Preprints
https://doi.org/10.5194/egusphere-2022-198
https://doi.org/10.5194/egusphere-2022-198
06 May 2022
 | 06 May 2022

DSCIM-Coastal v1.0: An Open-Source Modeling Platform for Global Impacts of Sea Level Rise

Nicholas Depsky, Ian Bolliger, Daniel Allen, Jun Ho Choi, Michael Delgado, Michael Greenstone, Ali Hamidi, Trevor Houser, Robert E. Kopp, and Solomon Hsiang

Abstract. Global sea level rise (SLR) may impose substantial economic costs to coastal communities worldwide, but characterizing its global impact remains challenging because SLR costs depend heavily on natural characteristics and human investments at each location—including topography, the spatial distribution of assets, and local adaptation decisions. To date, several impact models have been developed to estimate global costs of SLR, yet the limited availability of open-source and modular platforms that easily ingest up-to-date socioeconomic and physical data sources limits the ability of existing systems to transparently incorporate new insights. In this paper, we present a modular open-source platform designed to address this need, providing end-to-end transparency from global input data to a scalable least-cost optimization framework that estimates adaptation and net SLR costs for nearly 10,000 global coastline segments and administrative regions. Our approach accounts both for uncertainty in the magnitude of global SLR and spatial variability in local relative sea level rise. Using this platform, we evaluate costs across 110 possible socioeconomic and SLR trajectories in the 21st century. We find annual global SLR costs of $180 billion to $200 billion in 2100 assuming optimal adaptation, moderate emissions (RCP 4.5) and middle-of-the-road (SSP 2) socioeconomic trajectories. Under the highest SLR scenarios modeled, this value ranges from $400 billion to $520 billion. We make this platform publicly available in an effort to spur research collaboration and support decision-making, with segment level physical and socioeconomic input characteristics provided at https://doi.org/10.5281/zenodo.6449231, source code for this dataset at https://doi.org/10.5281/zenodo.6456115, the modeling framework at https://doi.org/10.5281/zenodo.6453099, and model results at https://doi.org/10.5281/zenodo.6014086.

Nicholas Depsky et al.

Status: final response (author comments only)

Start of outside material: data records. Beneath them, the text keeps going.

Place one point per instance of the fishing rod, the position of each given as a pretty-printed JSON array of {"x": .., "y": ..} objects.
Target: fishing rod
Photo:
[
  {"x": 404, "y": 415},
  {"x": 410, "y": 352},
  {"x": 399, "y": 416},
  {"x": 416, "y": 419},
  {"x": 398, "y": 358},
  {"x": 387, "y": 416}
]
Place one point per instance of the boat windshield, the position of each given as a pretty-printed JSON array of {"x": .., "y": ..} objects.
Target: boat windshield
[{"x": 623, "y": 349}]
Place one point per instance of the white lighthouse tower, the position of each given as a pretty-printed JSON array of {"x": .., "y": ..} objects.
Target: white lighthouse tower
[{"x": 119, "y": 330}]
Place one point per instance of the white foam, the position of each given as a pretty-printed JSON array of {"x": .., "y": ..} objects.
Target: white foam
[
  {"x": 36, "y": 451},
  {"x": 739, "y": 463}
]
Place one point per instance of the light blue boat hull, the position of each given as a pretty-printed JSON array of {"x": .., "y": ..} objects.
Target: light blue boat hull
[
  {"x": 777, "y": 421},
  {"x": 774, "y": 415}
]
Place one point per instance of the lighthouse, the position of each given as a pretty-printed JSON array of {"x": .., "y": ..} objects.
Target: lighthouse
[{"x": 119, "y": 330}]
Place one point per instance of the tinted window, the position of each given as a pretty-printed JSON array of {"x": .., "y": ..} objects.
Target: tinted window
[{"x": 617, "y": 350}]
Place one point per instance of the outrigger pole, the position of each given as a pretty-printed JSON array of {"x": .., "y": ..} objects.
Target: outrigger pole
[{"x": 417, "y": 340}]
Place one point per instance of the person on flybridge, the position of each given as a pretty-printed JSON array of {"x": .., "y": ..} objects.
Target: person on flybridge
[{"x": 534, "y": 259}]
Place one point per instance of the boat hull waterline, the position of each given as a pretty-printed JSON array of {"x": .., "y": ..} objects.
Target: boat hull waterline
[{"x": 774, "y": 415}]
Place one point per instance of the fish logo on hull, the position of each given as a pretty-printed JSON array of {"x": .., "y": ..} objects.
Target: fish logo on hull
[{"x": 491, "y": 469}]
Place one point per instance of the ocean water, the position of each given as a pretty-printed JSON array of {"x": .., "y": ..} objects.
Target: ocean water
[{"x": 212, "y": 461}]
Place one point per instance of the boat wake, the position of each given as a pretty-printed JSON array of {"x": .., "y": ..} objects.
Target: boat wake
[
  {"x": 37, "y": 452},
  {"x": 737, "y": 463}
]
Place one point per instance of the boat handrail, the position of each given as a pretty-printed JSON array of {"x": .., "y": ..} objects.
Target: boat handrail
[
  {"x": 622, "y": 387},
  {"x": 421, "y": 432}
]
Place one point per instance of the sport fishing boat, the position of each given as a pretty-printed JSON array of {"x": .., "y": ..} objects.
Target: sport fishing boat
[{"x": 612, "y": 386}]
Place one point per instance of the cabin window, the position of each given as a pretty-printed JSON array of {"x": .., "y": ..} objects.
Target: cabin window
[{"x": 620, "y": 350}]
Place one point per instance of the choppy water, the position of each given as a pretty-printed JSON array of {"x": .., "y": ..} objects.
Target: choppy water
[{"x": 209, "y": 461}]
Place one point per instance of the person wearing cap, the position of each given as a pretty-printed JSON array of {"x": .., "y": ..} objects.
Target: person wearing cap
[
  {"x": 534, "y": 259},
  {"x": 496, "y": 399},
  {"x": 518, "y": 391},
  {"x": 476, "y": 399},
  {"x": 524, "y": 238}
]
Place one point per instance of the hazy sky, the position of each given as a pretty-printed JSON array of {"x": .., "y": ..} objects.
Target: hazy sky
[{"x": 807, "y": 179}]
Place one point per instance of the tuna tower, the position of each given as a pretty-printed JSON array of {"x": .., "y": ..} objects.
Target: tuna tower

Comment types: AC – author | RC – referee | CC – community | EC – editor | CEC – chief editor | : Report abuse
  • RC1: 'Comment on egusphere-2022-198', Goneri Le Cozannet, 05 Jun 2022
    • AC2: 'Reply on RC1', Ian Bolliger, 30 Apr 2023
  • RC2: 'Comment on egusphere-2022-198', Anonymous Referee #2, 27 Sep 2022
  • AC1: 'Author Comments - Response to Reviewers', Nicholas Depsky, 29 Oct 2022

Nicholas Depsky et al.

Nicholas Depsky et al.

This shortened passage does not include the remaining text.